Last month, Secretary of State Mike Pompeo accused China of censoring its own experts and destroying samples of the virus as a means to cover up how dangerous the pandemic was.
“The CCP still has not shared the virus sample from inside of China with the outside world, making it impossible to track the disease’s evolution,” he told reporters on April 22.
On Friday, a Chinese official claimed there were good reasons for destroying samples of the virus.
Liu Dengfeng of the Chinese National Health Commission’s science and education department said samples of the virus were destroyed at unauthorized labs to “prevent the risk to laboratory biological safety and prevent secondary disasters caused by unidentified pathogens.”
“The remarks made by some U.S. officials were taken out of context and intended to confuse,” he said at a news briefing in Beijing, according to the South China Morning Post.
Liu said “national-level professional institutes” were seeking to identify the virus causing the disease when it first impacted residents of Wuhan.
“Based on comprehensive research and expert opinion, we decided to temporarily manage the pathogen causing the pneumonia as Class II — highly pathogenic — and imposed biosafety requirements on sample collection, transport and experimental activities, as well as destroying the samples,” he said.
Liu claimed China’s only motive was to act in accordance with its standard practice for handling dangerous virus samples, saying labs that do not meet safety requirements should not have samples.
In February, a provincial health commission notice called upon unauthorized labs to either destroy their samples or send them to a larger center.

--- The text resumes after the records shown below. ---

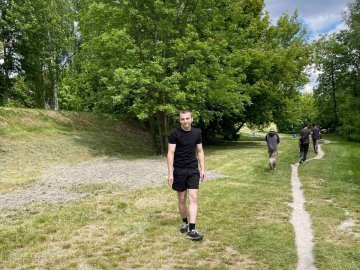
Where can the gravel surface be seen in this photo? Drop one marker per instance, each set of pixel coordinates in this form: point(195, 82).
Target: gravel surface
point(58, 184)
point(301, 219)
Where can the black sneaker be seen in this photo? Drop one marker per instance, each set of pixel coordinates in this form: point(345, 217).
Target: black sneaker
point(184, 227)
point(194, 235)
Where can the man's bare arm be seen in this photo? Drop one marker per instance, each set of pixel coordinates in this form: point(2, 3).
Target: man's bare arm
point(170, 162)
point(201, 156)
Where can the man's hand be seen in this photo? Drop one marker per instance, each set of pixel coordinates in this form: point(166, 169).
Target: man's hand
point(202, 175)
point(170, 180)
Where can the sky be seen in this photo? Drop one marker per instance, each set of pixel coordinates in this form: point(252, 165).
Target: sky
point(318, 17)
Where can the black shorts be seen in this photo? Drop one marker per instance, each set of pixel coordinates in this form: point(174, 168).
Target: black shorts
point(186, 179)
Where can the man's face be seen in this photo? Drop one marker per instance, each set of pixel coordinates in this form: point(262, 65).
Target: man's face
point(185, 120)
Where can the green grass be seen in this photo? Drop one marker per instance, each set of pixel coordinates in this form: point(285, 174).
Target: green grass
point(31, 141)
point(332, 187)
point(243, 216)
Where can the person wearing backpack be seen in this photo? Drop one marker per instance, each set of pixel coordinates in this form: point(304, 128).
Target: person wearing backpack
point(272, 140)
point(315, 136)
point(304, 142)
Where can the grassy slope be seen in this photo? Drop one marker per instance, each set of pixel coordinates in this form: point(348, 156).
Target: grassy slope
point(244, 217)
point(33, 140)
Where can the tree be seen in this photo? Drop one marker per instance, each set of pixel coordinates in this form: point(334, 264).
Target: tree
point(222, 59)
point(338, 91)
point(46, 43)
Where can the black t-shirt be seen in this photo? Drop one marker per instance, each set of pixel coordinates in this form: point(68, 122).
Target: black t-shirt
point(186, 141)
point(316, 133)
point(304, 136)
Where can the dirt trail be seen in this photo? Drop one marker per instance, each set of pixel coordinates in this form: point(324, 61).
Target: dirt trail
point(301, 220)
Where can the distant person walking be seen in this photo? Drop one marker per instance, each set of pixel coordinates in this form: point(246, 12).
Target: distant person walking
point(304, 141)
point(272, 140)
point(315, 136)
point(183, 170)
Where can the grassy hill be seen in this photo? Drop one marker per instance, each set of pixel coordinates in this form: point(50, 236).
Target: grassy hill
point(31, 141)
point(244, 215)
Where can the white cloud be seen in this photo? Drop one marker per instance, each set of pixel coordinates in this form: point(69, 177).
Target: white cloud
point(319, 16)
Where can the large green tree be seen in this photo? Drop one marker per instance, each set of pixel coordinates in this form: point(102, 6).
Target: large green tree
point(47, 42)
point(338, 92)
point(223, 59)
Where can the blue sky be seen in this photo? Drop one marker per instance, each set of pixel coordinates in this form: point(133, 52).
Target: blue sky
point(318, 16)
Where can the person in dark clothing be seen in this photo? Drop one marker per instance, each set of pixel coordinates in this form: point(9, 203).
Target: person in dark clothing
point(315, 136)
point(304, 141)
point(272, 140)
point(183, 170)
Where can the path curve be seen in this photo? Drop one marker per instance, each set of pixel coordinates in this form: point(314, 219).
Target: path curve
point(301, 219)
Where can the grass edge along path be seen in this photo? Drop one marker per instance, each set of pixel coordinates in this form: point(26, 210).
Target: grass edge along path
point(301, 219)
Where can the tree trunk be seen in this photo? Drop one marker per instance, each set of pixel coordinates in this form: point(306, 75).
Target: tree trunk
point(334, 98)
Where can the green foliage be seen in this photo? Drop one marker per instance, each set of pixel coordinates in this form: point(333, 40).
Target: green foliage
point(149, 59)
point(338, 93)
point(298, 111)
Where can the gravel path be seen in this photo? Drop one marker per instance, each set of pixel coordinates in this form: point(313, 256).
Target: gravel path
point(301, 220)
point(57, 184)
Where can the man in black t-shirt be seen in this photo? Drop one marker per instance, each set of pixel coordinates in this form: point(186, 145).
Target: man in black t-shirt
point(183, 170)
point(304, 141)
point(315, 135)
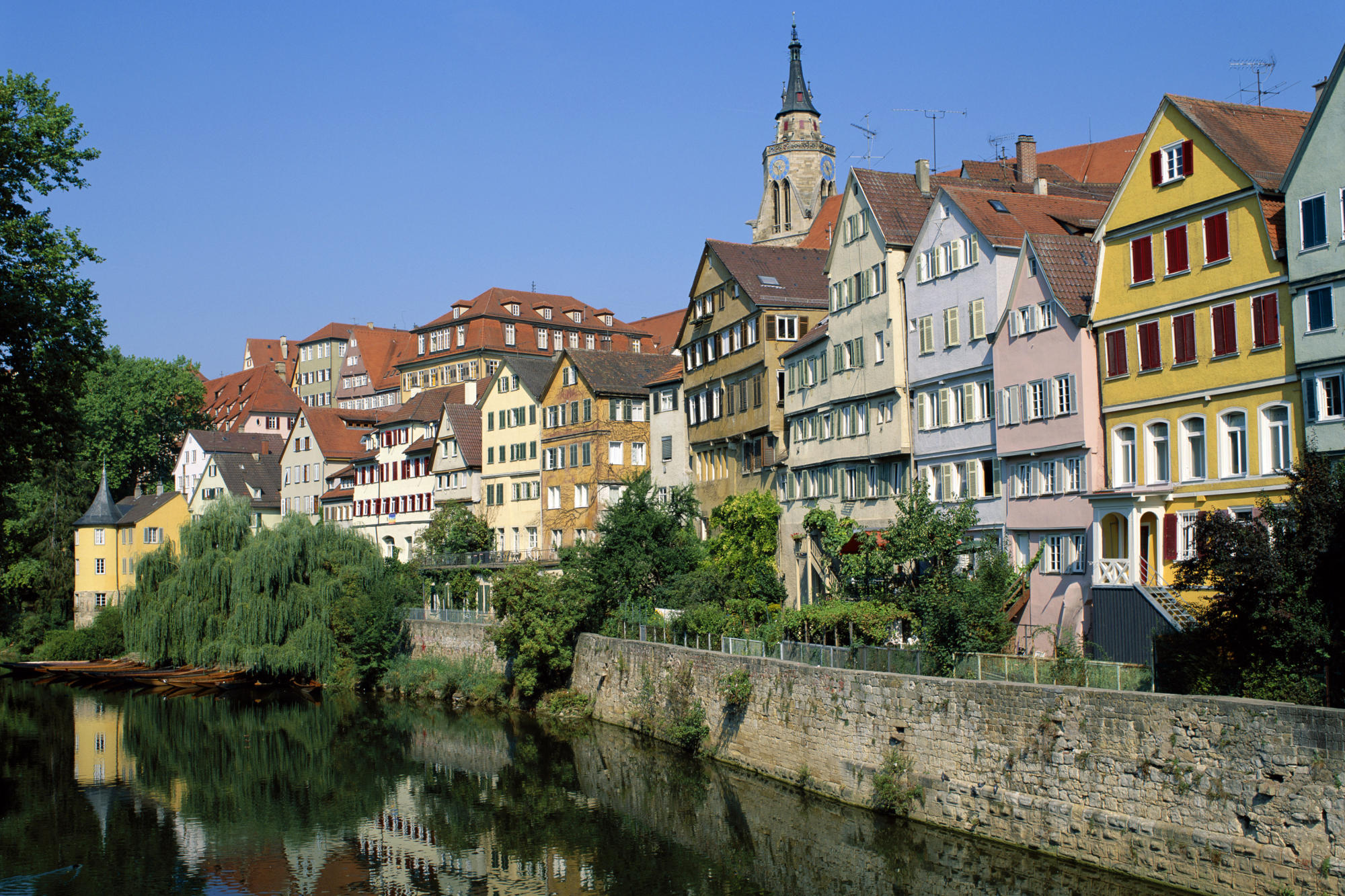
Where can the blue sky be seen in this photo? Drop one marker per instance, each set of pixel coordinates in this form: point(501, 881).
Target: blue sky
point(268, 169)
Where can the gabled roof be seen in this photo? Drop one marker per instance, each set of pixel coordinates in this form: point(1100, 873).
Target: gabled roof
point(664, 329)
point(1328, 89)
point(1026, 213)
point(466, 421)
point(1261, 140)
point(610, 373)
point(824, 225)
point(137, 509)
point(103, 512)
point(248, 443)
point(1070, 264)
point(245, 473)
point(806, 341)
point(800, 274)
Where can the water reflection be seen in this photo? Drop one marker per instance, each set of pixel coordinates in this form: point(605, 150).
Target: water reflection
point(282, 795)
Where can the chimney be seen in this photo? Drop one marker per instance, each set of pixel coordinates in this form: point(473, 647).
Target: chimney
point(1027, 158)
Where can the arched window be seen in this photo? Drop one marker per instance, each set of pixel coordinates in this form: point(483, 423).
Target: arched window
point(1124, 456)
point(1157, 454)
point(1194, 448)
point(1233, 455)
point(1277, 454)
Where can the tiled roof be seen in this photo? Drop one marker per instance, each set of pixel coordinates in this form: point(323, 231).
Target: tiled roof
point(808, 339)
point(137, 509)
point(672, 374)
point(611, 373)
point(1273, 210)
point(245, 473)
point(333, 431)
point(1261, 140)
point(532, 372)
point(824, 227)
point(1027, 213)
point(1070, 264)
point(466, 421)
point(248, 443)
point(804, 283)
point(665, 329)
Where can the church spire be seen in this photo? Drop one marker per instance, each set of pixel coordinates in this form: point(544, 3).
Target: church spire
point(797, 96)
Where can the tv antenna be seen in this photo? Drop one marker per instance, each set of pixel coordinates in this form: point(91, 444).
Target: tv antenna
point(999, 142)
point(934, 115)
point(868, 136)
point(1260, 67)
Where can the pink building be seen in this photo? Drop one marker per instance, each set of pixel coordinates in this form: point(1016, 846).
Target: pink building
point(1048, 432)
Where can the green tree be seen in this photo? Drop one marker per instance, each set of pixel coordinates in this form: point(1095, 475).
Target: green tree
point(50, 325)
point(134, 411)
point(305, 600)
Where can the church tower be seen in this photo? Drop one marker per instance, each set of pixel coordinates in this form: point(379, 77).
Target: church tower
point(798, 170)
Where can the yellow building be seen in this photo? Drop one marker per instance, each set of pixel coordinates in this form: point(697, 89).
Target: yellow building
point(512, 466)
point(1200, 400)
point(111, 537)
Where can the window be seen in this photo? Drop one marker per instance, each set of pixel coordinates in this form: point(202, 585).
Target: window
point(1143, 260)
point(1276, 448)
point(1187, 534)
point(952, 335)
point(1157, 458)
point(1234, 456)
point(1217, 239)
point(1312, 213)
point(1117, 353)
point(1184, 338)
point(1321, 313)
point(926, 327)
point(1266, 321)
point(1194, 448)
point(1124, 456)
point(1151, 356)
point(1175, 245)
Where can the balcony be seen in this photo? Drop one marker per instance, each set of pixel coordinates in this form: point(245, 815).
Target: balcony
point(494, 559)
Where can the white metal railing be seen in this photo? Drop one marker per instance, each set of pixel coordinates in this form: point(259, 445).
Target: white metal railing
point(1113, 572)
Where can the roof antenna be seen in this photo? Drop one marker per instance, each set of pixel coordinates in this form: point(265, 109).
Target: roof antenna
point(868, 135)
point(1266, 65)
point(934, 115)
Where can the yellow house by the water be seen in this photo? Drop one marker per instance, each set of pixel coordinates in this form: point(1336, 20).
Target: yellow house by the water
point(111, 537)
point(1200, 399)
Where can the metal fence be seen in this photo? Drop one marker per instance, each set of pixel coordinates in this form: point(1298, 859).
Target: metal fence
point(863, 657)
point(451, 615)
point(1042, 670)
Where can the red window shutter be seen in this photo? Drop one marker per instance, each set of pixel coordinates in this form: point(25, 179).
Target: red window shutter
point(1270, 327)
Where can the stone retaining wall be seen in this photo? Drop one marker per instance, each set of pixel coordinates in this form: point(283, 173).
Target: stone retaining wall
point(1215, 794)
point(455, 641)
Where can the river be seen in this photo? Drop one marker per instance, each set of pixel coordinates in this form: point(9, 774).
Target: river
point(112, 792)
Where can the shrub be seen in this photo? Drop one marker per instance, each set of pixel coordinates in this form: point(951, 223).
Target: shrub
point(892, 788)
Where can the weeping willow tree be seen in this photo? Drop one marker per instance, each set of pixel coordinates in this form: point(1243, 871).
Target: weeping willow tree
point(305, 600)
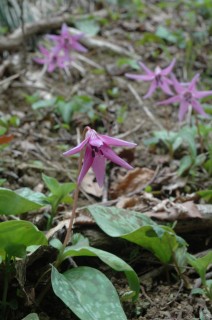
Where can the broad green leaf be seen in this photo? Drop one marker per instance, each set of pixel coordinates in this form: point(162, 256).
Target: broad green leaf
point(89, 26)
point(139, 229)
point(20, 201)
point(51, 183)
point(31, 316)
point(200, 264)
point(185, 164)
point(44, 103)
point(110, 259)
point(88, 293)
point(17, 235)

Further, the Chinese magazine Caixin reported the same month that at least one company was ordered to destroy early samples of the virus.
The magazine said certain hospitals, hoping to identify the virus, had sent samples to private gene sequencing companies for analysis.

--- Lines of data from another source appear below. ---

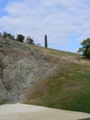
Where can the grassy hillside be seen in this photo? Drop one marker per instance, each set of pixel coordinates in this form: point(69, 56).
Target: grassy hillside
point(69, 86)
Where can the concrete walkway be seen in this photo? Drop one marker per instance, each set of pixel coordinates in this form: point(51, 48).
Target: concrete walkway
point(30, 112)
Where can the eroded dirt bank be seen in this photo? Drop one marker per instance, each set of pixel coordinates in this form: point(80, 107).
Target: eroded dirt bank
point(30, 112)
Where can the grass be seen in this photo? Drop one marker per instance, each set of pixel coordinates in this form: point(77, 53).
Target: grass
point(68, 88)
point(85, 119)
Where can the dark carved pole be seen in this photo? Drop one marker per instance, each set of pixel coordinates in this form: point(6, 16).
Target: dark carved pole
point(45, 40)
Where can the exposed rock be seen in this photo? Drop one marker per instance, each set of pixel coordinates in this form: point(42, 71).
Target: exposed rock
point(20, 68)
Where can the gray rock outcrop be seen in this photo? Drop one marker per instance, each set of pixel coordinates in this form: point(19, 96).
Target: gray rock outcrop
point(20, 68)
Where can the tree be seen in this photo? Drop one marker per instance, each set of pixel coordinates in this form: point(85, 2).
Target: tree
point(29, 40)
point(20, 38)
point(5, 35)
point(85, 49)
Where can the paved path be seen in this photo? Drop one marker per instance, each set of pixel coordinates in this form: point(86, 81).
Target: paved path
point(30, 112)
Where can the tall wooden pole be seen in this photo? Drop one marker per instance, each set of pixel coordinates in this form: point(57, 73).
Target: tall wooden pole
point(45, 40)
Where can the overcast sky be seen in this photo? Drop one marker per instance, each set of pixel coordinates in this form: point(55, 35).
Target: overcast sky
point(66, 22)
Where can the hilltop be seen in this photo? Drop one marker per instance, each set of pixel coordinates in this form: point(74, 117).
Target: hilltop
point(42, 76)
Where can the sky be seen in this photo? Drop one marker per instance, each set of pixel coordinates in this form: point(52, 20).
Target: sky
point(66, 22)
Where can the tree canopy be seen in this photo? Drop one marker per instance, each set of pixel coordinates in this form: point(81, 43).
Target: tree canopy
point(85, 49)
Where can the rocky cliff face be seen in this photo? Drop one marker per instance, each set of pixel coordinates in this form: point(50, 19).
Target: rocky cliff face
point(21, 66)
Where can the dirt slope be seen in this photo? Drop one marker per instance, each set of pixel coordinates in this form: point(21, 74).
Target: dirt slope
point(21, 66)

Some results that came back in late December showed the virus was from the same family as SARS, according to the magazine. At least one company that had analyzed samples was ordered to destroy them.
Liu said China might share samples of the virus “in an orderly manner within the framework of the World Health Organization.”
China will act to “further strengthen international cooperation and scientific research, promote the development, production and fair distribution of COVID-19 vaccines, diagnostic tools and therapeutic drugs,” he said.
But Pompeo has painted China’s actions as part of its effort to hide the truth.
“It covered up how dangerous the disease is. It didn’t report sustained human-to-human transmission for a month until it was in every province inside of China,” he said on April 22. “It censored those who tried to warn the world, it ordered a halt to testing of new samples, and it destroyed existing samples.”